For their second lap supporting The Art of Forgetting, Caroline Rose switched up the set, improvised with the setlist, and refocused the experience on having fun. La Force opened up for Rose Friday night at Union Transfer, and they too seemed to be on the same page.

La Force’s set had a false start, or so it seemed. Ariel Engle was checking levels, which ever-so-sneakily lead into playing back messages from a voicemail machine. The stop button would click, then the rewind button, a fragment played, and again the stop button would click.

Following a crowd grabbing performance of “XO Skeleton,” the title track of La Force’s latest album, Engle tapped into a sensitive desire, one she had while writing the song “Protection.” Unreleased, the song is about wanting to protect those you love, and accepting the things you can’t protect them from.

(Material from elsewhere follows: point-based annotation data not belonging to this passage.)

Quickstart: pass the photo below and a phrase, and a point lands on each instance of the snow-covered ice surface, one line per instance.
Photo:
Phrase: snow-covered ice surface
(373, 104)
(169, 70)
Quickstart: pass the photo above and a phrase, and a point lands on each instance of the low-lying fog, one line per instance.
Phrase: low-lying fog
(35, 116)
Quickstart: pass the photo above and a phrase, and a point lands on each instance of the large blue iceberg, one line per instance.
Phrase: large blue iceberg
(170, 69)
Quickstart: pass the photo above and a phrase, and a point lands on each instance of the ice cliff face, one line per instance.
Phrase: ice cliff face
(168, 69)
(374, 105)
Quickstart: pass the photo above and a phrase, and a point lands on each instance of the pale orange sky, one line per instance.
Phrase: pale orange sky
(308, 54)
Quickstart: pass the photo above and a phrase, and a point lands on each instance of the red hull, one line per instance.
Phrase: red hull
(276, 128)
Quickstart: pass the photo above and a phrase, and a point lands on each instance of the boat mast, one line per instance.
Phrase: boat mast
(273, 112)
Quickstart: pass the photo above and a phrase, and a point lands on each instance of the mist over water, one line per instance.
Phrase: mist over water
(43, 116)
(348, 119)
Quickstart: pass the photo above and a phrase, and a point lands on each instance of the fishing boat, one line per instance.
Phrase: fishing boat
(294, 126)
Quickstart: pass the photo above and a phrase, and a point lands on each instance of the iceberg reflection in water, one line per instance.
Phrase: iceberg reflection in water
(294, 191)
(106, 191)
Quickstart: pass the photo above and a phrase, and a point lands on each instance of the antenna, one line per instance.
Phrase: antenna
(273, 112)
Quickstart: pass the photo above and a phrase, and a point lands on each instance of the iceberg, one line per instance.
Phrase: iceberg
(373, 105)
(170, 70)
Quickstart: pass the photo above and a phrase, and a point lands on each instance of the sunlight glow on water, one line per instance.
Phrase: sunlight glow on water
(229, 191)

Engle was dressed in a red, straight jacket-like dress with many straps that wrapped around.  As “Ouroboros” went along, she pulled a strap, and a chunk of the dress fell. La Force’s set, accompanied by macabre projections, showed vulnerability and a seeker’s desire to go deeper.

La Force | photo by Megan Matuzak

Friday night, Caroline Rose was on one. They were in a silly, almost ambivalent mood: they playfully missed cues, brought up unhinged banter topics, wrapped their mouth around the whole microphone head and blew in and out like it was a train whistle, and creeped between the projector screens behind the backing vocals and band members.

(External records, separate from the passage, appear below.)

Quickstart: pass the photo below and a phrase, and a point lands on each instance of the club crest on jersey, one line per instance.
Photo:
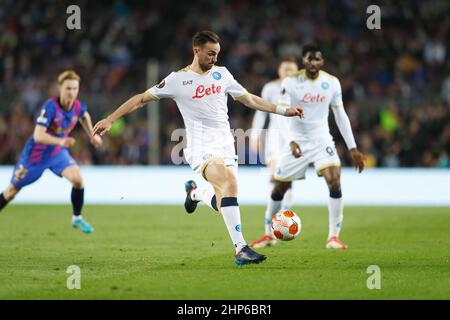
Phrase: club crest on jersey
(312, 98)
(201, 91)
(217, 75)
(207, 156)
(161, 84)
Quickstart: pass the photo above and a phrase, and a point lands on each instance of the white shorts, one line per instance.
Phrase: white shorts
(322, 155)
(198, 158)
(274, 146)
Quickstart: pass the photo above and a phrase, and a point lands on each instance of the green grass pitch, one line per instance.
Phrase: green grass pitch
(159, 252)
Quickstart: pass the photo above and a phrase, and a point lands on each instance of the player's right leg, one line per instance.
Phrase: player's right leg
(194, 195)
(23, 175)
(8, 195)
(224, 181)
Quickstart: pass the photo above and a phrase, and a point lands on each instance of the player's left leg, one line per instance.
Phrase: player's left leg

But one of Rose’s on-stage antics “backfired.” Jokingly, they doubled down from the last time they were at Union Transfer, extrapolating that AI can’t mess up on stage like a performer can, and that maybe there should be a “tax on crowds” because of this. Balled up dollar bills were thrown on stage, scattered around thier feet. Some twenties were thrown, which they seductively waved and tucked into their Muay Thai shorts and bra.

Rose’s set was a lot like a roller coaster slowly creeping up the incline, the mechanisms clicking and your full body weight pressed against the back of the bench. Early in the set, Rose played the hazy, introspective song “The Doldrums” off The Art of Forgetting, and a few songs later off the same album, a song about depression’s influence on daily life:  “Everywhere I Go I Bring the Rain.”

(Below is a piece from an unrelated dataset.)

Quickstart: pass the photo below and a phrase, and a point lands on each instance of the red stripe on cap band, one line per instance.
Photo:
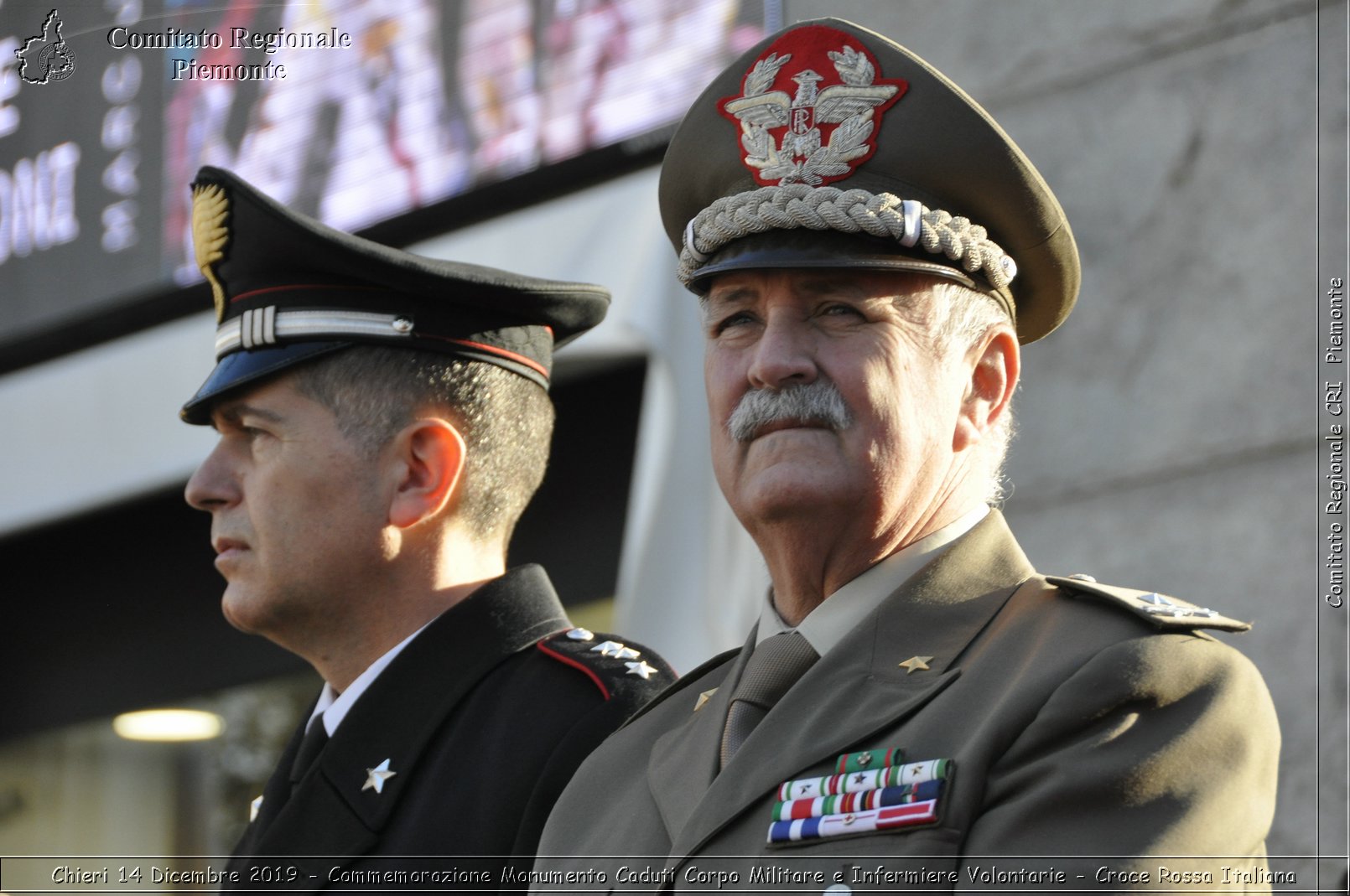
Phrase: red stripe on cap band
(493, 350)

The top of the incline, just before the drop, arrived with the iconic synth chords of “More of the Same” off Caroline Rose’s 2018 breakout album LONER. The crowd cheered loudly with several people turning to the other to give that “this is our favorite” look.  The euphoric, dizzying, racing decline delivered a promised thrill. Then, Caroline Rose and her band opened up the floodgates with “Bikini” and “Money.”

To end their set, Caroline Rose stage dove during “The Kiss,” a move that’s become their signature. (Though they did have to direct the Union Transfer crowd back to the stage after getting a little too close to being dumped into the lighting booth.)

Setlist
Apr
12
Caroline Rose at Union Transfer
  • Love/Lover/Friend
  • Rebirth
  • Miami
  • Better Than Gold
  • Everywhere I Go I Bring the Rain
  • The Doldrums
  • The Kiss
  • Cornbread
  • Stockholm Syndrome
  • Tell Me What You Want
  • Florida Room
  • Love Song for Myself
  • Jill Says
  • Where Do I Go From Here?
  • Goodbye May
  • More of the Same
  • Jeannie Becomes a Mom
  • Feel the Way I Want
  • Do You Think We'll Last Forever?